Physiology & Neurobiology


Prof. John Salamone, Dept. of Psychological Sciences


Cognitive Neuroscience | Neuroscience and Neurobiology | Psychology | Social and Behavioral Sciences


Serotonin-selective reuptake inhibitors (SSRIs) are the most commonly prescribed antidepressant medications. Despite their popularity, they remain relatively ineffective at treating effort-related motivational symptoms of depression such as fatigue and anergia. Increasing research on triple reuptake inhibitors (TRIs) that target three neurotransmitters—dopamine, serotonin, and norepinephrine—has suggested that TRIs could have efficacy in targeting motivational dysfunction due to their dopaminergic effects.
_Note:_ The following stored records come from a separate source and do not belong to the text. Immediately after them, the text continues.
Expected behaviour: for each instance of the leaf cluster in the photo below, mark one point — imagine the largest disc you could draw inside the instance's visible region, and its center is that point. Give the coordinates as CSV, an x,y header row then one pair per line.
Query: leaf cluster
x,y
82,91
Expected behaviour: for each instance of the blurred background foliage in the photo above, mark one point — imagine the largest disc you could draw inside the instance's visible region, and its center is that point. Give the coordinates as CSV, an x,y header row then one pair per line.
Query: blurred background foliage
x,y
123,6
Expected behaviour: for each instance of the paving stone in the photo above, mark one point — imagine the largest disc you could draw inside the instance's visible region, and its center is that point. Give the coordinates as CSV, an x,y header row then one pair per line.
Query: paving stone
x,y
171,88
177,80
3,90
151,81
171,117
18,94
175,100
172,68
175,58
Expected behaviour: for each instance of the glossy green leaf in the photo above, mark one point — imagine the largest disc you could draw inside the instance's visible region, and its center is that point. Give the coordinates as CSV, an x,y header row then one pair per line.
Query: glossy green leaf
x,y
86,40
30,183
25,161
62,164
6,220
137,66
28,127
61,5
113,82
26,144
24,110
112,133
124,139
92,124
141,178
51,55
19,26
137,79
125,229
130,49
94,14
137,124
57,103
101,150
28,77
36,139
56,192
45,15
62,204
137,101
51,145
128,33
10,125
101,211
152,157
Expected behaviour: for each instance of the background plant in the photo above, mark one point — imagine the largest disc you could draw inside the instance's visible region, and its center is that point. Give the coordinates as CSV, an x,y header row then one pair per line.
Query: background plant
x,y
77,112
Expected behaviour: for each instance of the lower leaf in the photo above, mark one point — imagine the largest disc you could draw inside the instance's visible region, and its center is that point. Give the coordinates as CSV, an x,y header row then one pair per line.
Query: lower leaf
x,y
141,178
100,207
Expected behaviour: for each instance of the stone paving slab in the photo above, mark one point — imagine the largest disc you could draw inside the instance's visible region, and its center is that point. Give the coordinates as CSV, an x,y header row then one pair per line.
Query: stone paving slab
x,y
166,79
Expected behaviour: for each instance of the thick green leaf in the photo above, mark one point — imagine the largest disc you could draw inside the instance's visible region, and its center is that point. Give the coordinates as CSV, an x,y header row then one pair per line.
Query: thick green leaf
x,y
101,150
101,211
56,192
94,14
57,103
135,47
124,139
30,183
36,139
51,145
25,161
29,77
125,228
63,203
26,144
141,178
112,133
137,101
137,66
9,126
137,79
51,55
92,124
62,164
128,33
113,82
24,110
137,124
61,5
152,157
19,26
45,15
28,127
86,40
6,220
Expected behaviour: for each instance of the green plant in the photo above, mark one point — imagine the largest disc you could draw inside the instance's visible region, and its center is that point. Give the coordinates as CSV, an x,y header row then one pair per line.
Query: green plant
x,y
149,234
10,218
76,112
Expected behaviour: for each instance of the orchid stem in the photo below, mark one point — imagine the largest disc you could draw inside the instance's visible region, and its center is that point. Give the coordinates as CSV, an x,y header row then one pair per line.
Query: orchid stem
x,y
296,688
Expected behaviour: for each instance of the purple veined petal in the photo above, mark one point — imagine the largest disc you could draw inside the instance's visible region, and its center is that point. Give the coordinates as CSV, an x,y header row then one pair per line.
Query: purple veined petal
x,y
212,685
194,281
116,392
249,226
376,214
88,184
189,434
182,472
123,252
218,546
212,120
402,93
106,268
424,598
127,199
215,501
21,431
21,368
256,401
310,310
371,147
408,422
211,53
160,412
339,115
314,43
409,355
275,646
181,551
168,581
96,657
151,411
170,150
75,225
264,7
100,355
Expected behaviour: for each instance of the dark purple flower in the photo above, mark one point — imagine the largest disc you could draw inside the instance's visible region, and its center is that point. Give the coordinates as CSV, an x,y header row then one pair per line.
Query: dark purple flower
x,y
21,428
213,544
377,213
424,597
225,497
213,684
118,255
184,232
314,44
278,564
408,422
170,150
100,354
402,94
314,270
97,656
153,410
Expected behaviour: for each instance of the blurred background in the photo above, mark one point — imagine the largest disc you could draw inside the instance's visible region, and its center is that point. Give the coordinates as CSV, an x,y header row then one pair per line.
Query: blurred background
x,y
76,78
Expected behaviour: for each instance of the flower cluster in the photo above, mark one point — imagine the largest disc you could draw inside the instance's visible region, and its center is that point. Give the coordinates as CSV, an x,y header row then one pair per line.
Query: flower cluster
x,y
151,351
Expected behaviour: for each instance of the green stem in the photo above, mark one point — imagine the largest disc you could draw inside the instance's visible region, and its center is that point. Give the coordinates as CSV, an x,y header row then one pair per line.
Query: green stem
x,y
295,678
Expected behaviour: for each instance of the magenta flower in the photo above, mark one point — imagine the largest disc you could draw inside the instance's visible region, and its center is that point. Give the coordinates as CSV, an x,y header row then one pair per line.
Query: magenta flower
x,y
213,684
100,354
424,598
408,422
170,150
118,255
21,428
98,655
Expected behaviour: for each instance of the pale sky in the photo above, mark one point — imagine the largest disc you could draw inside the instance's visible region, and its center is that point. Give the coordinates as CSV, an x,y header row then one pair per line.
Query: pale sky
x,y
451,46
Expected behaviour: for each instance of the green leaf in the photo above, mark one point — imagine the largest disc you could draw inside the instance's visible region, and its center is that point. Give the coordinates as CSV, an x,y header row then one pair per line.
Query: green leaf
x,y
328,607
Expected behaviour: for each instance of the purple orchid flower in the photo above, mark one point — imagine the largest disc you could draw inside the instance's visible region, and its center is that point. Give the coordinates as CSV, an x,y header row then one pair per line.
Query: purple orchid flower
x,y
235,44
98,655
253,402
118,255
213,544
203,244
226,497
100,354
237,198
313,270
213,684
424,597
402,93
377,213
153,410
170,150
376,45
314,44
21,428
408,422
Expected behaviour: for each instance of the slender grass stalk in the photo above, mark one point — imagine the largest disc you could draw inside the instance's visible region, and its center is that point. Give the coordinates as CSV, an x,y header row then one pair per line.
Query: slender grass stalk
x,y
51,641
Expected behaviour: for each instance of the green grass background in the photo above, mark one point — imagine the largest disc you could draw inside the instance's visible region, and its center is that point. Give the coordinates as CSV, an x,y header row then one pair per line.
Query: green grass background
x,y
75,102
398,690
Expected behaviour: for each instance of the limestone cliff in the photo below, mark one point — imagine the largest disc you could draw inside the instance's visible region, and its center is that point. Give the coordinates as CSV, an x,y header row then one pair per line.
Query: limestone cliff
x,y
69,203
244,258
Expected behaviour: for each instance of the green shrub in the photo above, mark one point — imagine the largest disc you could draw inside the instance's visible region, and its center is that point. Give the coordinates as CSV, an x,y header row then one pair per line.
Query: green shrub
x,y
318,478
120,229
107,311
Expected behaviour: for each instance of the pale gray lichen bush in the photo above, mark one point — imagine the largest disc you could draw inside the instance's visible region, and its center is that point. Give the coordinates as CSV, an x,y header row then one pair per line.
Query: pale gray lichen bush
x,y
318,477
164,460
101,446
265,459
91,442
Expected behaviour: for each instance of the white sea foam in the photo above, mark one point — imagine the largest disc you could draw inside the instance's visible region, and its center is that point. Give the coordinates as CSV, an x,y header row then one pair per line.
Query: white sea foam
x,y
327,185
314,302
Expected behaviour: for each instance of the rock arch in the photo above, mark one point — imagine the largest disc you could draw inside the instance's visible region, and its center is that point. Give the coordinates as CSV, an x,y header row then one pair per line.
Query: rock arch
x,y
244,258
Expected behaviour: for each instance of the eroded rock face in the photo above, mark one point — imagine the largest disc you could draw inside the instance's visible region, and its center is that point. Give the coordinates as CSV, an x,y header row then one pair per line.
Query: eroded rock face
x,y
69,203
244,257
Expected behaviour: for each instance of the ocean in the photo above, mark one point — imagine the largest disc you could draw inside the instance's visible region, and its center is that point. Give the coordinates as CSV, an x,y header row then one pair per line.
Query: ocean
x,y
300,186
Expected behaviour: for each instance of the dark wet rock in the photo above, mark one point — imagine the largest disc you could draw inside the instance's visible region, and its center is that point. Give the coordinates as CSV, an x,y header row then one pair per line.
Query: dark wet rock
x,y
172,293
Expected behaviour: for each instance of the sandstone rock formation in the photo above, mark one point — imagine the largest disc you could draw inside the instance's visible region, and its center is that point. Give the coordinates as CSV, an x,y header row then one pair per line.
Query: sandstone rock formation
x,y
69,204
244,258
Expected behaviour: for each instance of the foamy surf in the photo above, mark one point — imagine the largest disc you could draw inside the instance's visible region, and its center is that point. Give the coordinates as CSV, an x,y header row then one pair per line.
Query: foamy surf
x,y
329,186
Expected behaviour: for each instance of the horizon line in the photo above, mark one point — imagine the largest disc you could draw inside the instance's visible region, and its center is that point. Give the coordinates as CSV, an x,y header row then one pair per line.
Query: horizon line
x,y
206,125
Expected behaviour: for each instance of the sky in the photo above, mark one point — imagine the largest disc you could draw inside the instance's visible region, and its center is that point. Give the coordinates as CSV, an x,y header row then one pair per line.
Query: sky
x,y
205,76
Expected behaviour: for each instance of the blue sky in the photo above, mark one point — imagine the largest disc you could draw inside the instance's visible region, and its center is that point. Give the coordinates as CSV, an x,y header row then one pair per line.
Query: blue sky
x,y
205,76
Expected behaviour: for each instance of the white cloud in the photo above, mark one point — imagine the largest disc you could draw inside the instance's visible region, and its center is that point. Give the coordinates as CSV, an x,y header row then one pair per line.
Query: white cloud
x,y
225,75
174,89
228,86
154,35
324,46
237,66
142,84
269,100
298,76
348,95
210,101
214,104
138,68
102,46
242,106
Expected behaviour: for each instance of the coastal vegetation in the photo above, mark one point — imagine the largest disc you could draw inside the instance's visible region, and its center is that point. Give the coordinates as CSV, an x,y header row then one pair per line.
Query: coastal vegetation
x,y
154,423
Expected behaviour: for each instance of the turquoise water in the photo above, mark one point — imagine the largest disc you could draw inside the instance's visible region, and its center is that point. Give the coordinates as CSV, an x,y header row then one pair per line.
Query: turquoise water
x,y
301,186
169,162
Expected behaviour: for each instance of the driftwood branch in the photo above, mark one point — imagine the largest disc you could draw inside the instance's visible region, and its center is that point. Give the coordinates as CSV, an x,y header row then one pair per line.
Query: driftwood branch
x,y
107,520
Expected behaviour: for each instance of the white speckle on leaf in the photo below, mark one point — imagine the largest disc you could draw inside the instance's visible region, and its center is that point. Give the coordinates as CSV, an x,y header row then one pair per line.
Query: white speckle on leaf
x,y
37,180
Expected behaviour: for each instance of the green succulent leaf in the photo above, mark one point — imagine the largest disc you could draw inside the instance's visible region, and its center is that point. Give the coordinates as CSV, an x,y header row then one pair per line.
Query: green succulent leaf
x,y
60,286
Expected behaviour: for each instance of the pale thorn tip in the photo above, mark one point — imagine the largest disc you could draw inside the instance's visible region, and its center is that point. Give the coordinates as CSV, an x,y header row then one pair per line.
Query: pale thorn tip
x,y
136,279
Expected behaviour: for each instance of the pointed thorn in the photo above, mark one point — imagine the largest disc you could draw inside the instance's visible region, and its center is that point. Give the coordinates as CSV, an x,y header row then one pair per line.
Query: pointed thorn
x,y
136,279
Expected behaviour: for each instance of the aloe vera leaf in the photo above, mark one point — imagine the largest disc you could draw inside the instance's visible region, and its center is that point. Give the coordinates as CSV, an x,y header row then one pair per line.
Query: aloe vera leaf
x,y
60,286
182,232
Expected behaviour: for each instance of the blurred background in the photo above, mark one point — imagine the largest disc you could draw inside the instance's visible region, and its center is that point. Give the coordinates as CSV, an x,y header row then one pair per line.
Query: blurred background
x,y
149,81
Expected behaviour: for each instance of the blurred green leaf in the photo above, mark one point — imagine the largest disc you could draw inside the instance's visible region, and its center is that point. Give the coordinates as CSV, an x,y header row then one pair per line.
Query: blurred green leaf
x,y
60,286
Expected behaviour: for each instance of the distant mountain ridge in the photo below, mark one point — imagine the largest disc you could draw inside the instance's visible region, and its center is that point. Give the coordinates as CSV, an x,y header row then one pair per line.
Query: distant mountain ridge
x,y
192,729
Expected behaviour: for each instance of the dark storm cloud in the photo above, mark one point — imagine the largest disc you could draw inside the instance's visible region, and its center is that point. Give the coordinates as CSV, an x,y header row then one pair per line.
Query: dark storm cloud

Previous research has shown that the dopamine depleting agent tetrabenazine can reliably induce motivational deficits in rats, as evidenced by a shift towards low-effort behavior in effort-based choice tasks, and provide a validated approach to creating a model of motivational dysfunction. This is consistent with human studies showing that people with major depression exhibit a bias toward low-effort activities. Diclofensine is a TRI with a relatively high affinity for the dopamine transporter and, therefore, it was hypothesized that this drug could improve motivational symptoms. The present study analyzed the ability of diclofensine to treat motivational deficits of depression through a rodent model of effort-based choice, the fixed ratio 5/chow feeding choice task. Diclofensine demonstrated the ability to partially reverse the effort-related effects of tetrabenazine; it increased selection of high-effort FR5 lever pressing in rats at the 10.0 mg/kg dose and decreased chow intake at the 5.0 mg/kg and 10.0 mg/kg doses. Given the devastating impact to society, families, and individuals of inadequately treated depressive disorders, it is imperative that there is continued investment in the discovery of highly efficacious and tolerable antidepressants. This study contributes to the understanding and possible utility of TRIs as a treatment of motivational dysfunctions involved in depression in humans.